A senate inquiry into steel will visit Wollongong in April

Steel visit: Port Kembla steelworkers can tell senators how they feel about the industry when a senate inquiry visits the region in April. Picture: Sylvia Liber

Steel visit: Port Kembla steelworkers can tell senators how they feel about the industry when a senate inquiry visits the region in April.
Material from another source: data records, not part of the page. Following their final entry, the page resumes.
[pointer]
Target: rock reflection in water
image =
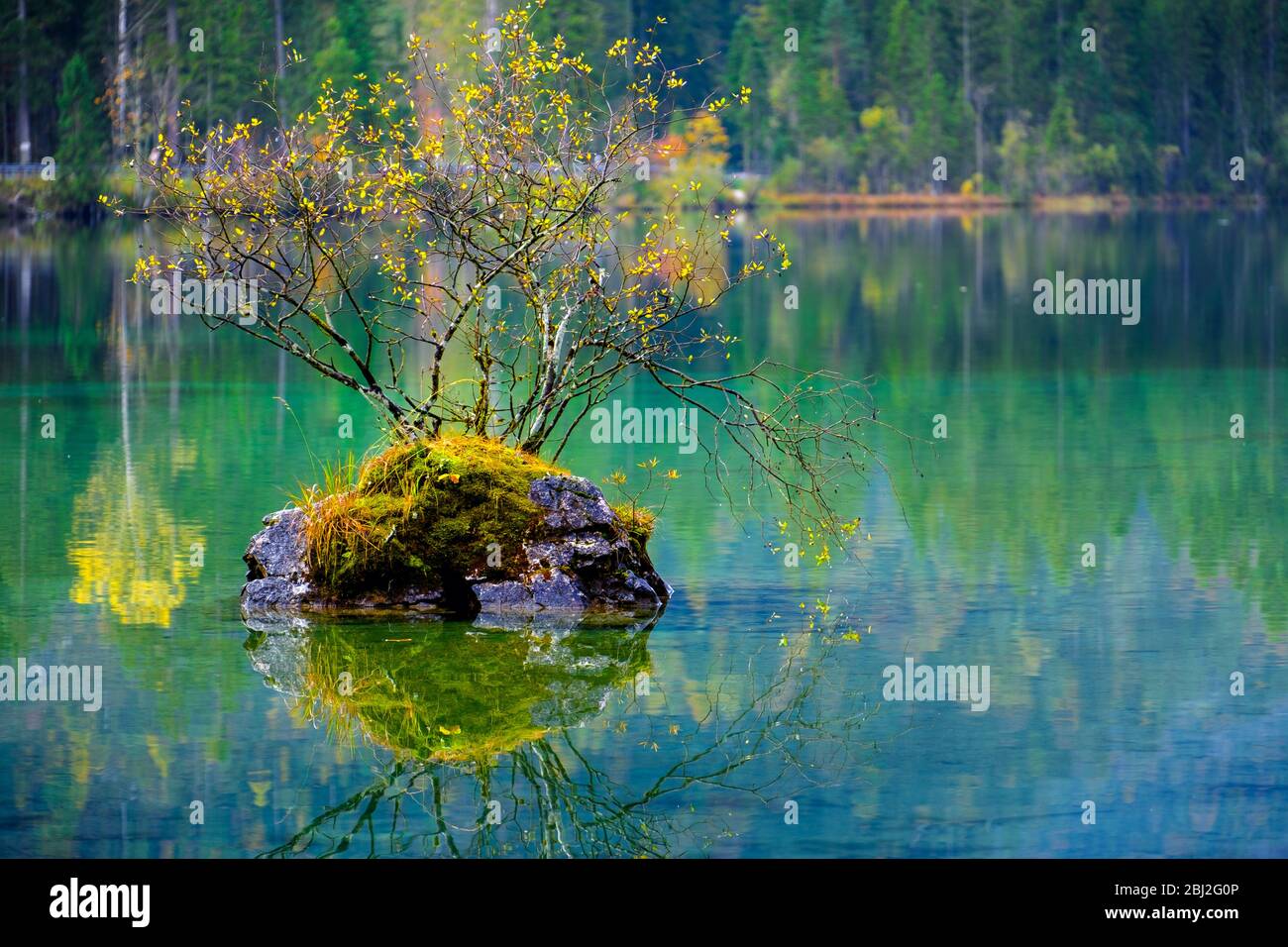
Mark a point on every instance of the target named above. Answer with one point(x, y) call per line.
point(485, 748)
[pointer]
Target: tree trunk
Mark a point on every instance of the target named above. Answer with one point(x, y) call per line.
point(24, 105)
point(171, 76)
point(123, 64)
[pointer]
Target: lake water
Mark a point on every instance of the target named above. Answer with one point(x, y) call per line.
point(732, 725)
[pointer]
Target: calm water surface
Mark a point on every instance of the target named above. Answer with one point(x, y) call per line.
point(1109, 684)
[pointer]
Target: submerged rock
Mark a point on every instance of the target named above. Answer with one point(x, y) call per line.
point(576, 562)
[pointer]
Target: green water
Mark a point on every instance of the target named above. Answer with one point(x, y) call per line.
point(695, 735)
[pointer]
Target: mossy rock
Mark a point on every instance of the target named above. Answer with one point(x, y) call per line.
point(425, 513)
point(460, 525)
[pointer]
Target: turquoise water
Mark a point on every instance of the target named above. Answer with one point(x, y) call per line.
point(1109, 684)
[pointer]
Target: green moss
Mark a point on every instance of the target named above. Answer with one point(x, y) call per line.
point(638, 521)
point(424, 513)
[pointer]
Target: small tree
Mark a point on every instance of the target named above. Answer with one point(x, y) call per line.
point(450, 249)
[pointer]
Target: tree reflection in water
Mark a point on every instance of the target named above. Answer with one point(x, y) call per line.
point(485, 746)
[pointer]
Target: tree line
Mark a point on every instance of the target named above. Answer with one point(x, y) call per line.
point(1018, 97)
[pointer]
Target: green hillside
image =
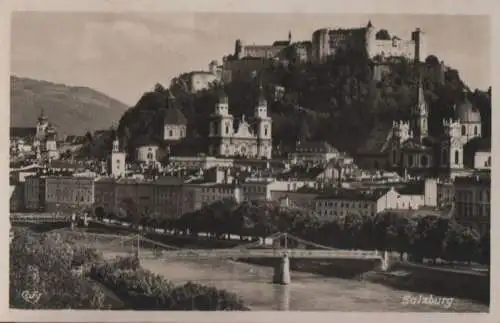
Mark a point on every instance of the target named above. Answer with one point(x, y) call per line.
point(72, 110)
point(338, 101)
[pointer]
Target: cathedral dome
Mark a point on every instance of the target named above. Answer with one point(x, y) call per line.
point(467, 113)
point(222, 96)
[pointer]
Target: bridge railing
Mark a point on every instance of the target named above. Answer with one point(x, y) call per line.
point(265, 253)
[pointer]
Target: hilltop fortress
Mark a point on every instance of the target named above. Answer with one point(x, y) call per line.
point(326, 42)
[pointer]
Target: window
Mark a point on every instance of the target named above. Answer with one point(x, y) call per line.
point(424, 161)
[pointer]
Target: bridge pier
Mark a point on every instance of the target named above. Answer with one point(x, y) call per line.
point(282, 272)
point(385, 262)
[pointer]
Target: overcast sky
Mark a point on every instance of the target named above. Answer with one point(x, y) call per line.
point(124, 55)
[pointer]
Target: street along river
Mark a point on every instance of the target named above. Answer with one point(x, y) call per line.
point(306, 292)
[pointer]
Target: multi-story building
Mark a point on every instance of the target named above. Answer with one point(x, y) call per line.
point(251, 139)
point(159, 198)
point(202, 193)
point(261, 51)
point(344, 202)
point(482, 159)
point(34, 193)
point(472, 202)
point(327, 42)
point(367, 202)
point(147, 153)
point(199, 162)
point(315, 152)
point(174, 122)
point(69, 194)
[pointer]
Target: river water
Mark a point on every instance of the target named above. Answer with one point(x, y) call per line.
point(307, 292)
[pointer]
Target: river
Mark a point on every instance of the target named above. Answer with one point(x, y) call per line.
point(307, 292)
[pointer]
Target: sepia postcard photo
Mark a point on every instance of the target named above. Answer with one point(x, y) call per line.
point(250, 161)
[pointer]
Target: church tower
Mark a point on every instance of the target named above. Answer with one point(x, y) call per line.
point(117, 163)
point(421, 115)
point(221, 126)
point(264, 131)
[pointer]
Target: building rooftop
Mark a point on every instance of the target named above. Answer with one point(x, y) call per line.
point(481, 180)
point(301, 172)
point(22, 132)
point(413, 188)
point(315, 146)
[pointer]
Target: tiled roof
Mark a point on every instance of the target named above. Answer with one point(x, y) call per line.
point(174, 116)
point(315, 146)
point(474, 180)
point(168, 180)
point(355, 195)
point(415, 188)
point(22, 132)
point(302, 172)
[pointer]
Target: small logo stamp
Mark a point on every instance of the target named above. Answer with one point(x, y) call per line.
point(445, 302)
point(31, 296)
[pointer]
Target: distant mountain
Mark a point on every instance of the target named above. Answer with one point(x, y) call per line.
point(73, 110)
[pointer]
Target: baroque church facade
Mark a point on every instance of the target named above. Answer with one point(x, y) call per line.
point(412, 148)
point(250, 139)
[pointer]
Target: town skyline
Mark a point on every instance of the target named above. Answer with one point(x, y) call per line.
point(123, 55)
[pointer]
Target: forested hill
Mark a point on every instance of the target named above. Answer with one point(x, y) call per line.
point(73, 110)
point(338, 101)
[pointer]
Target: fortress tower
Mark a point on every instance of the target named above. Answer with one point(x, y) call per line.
point(418, 37)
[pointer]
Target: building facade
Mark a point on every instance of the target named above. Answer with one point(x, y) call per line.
point(34, 193)
point(472, 202)
point(147, 154)
point(250, 140)
point(117, 162)
point(327, 42)
point(69, 194)
point(174, 122)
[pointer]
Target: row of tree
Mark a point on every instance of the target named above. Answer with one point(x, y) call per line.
point(143, 290)
point(421, 237)
point(43, 275)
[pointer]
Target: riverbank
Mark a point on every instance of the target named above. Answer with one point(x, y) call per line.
point(403, 277)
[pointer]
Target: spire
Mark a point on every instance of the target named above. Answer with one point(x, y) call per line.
point(221, 94)
point(42, 116)
point(171, 100)
point(262, 97)
point(421, 97)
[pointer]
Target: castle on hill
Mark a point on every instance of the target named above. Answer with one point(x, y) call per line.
point(326, 42)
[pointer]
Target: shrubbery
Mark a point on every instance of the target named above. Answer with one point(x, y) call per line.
point(422, 237)
point(143, 290)
point(45, 263)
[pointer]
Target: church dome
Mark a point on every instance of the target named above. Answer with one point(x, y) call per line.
point(467, 113)
point(222, 96)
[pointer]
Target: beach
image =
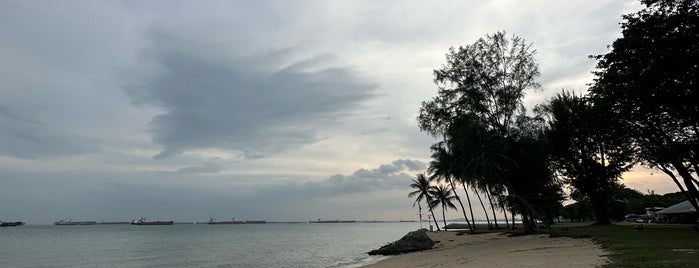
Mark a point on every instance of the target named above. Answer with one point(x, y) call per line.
point(499, 250)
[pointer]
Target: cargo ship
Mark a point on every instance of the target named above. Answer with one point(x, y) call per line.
point(11, 224)
point(333, 221)
point(142, 221)
point(71, 222)
point(212, 221)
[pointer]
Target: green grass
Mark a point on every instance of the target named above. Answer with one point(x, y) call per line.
point(656, 245)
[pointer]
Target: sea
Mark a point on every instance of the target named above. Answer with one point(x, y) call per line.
point(198, 245)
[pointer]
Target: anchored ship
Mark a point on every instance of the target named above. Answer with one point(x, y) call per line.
point(71, 222)
point(142, 221)
point(11, 224)
point(213, 221)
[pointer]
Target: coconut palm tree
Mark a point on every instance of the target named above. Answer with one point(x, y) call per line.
point(441, 168)
point(422, 190)
point(442, 195)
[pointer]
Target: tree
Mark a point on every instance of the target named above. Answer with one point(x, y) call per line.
point(442, 195)
point(486, 79)
point(442, 168)
point(481, 87)
point(422, 191)
point(649, 82)
point(588, 149)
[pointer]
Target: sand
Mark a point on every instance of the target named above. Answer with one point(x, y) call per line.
point(499, 250)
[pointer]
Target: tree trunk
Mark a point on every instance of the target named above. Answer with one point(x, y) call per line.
point(468, 199)
point(600, 207)
point(504, 212)
point(485, 211)
point(444, 217)
point(688, 182)
point(433, 217)
point(495, 217)
point(453, 189)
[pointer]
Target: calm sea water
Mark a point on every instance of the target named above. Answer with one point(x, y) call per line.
point(197, 245)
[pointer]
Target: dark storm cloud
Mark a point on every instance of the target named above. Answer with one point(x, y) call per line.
point(241, 103)
point(385, 177)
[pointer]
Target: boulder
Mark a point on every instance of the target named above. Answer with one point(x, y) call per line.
point(411, 242)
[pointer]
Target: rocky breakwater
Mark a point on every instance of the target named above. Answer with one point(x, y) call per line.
point(411, 242)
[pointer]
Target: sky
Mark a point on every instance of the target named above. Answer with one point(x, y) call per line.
point(273, 110)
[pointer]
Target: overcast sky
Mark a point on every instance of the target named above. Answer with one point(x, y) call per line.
point(275, 110)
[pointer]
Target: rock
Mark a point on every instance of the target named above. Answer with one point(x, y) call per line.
point(411, 242)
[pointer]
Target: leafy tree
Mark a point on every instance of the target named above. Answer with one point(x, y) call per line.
point(478, 104)
point(649, 81)
point(442, 168)
point(486, 79)
point(588, 149)
point(422, 191)
point(442, 195)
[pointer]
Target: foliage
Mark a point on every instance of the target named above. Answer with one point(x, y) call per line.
point(486, 79)
point(588, 149)
point(648, 81)
point(422, 188)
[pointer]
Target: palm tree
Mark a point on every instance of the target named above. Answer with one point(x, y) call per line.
point(441, 168)
point(422, 191)
point(442, 195)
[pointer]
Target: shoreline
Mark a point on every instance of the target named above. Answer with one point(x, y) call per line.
point(499, 250)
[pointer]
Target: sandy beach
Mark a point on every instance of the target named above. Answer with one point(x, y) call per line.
point(499, 250)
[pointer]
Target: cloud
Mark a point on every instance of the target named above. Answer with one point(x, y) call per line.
point(213, 100)
point(386, 177)
point(29, 138)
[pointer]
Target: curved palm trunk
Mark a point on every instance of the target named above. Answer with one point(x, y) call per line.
point(485, 211)
point(468, 199)
point(433, 217)
point(495, 217)
point(453, 189)
point(444, 217)
point(504, 211)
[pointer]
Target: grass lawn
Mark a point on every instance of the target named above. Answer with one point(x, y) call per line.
point(655, 245)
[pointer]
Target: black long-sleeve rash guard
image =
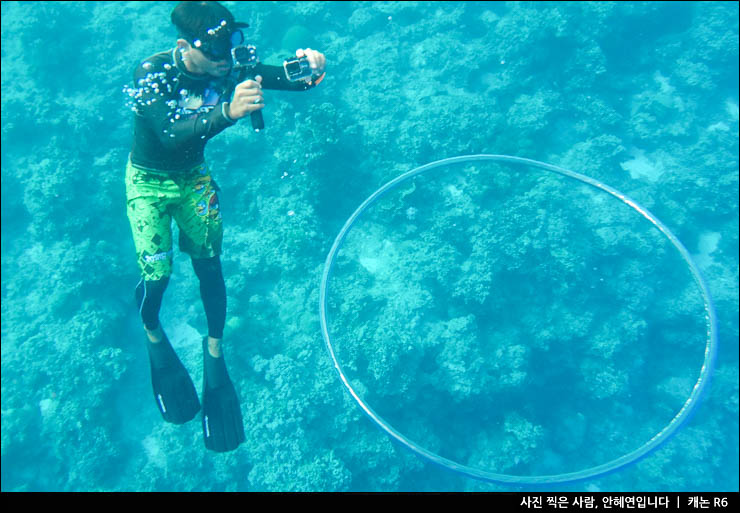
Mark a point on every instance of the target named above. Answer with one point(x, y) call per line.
point(176, 112)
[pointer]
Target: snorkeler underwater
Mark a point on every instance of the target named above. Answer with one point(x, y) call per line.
point(370, 246)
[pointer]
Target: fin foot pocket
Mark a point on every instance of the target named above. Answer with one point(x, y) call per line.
point(223, 425)
point(174, 391)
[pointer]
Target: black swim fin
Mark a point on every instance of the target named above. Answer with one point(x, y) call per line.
point(223, 426)
point(174, 391)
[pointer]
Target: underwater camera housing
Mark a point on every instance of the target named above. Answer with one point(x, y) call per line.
point(297, 68)
point(244, 56)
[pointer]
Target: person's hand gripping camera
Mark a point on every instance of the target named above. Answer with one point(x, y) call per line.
point(247, 99)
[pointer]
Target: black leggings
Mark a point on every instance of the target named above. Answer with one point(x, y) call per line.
point(212, 293)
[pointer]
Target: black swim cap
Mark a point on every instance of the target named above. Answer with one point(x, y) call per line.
point(207, 21)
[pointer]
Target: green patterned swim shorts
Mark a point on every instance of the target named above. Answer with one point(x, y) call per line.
point(154, 198)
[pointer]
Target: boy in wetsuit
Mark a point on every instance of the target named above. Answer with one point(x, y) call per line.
point(181, 99)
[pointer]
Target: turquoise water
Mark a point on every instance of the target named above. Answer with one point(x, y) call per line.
point(505, 318)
Picture: Sylvia Liber

Steelworkers can have their say on the future of the industry when a senate committee visits Wollongong in April.

The Senate Economics Reference Committee, chaired by Labor Senator Chris Ketter, is holding an inquiry into the future of the Australian steel industry.

The committee has agreed to visit Wollongong to hold hearings in early April

While the date of April 1 has been mooted by some sources, there has been no official statement on where and when the hearings will take place.

The committee’s terms of reference are to look into “the future sustainability of Australia’s strategically vital steel industry and its supply chain” as well as any other related matters.

South Coast Labour Council secretary Arthur Rorris said having the senators attend Wollongong was “an invaluable opportunity”.

It’s a time when the average Joe off the shop floor can tell a senate committee why the steel industry is important to them. - Wayne Phillips

“It’s an opportunity, not just for the steelworkers but the people of the Illawarra generally, to speak with a loud and united voice, to say that our workers and our community have paid a very high price to keep our steel industry going for the entire country,” Mr Rorris said.

“The least the government can do is move on the two burning issues, which are the dumping of steel and the procurement policy; having Australian taxpayer funds stay in the country to purchase Australian-made steel.”

Australian Workers Union Port Kembla Branch Secretary Wayne Phillips has been one of the drivers of the push to save the steelworks and to change federal government policy.

He thanked the efforts of the Greens and independents who, with the support of the ALP, pushed to set up the senate inquiry.

He too saw benefits for the region in the senate visit.

“It’s a time when the average Joe off the shop floor can tell a senate committee why the steel industry is important to them and important to the district,” he said.

“It’s good that they’re coming down. It’s no good them sitting in Canberra. They need to get down and look at the steelworks, see the physical size of it; the taste, the smell, the noise.

“It’d be good for them to actually view it rather than look at pictures in Canberra.”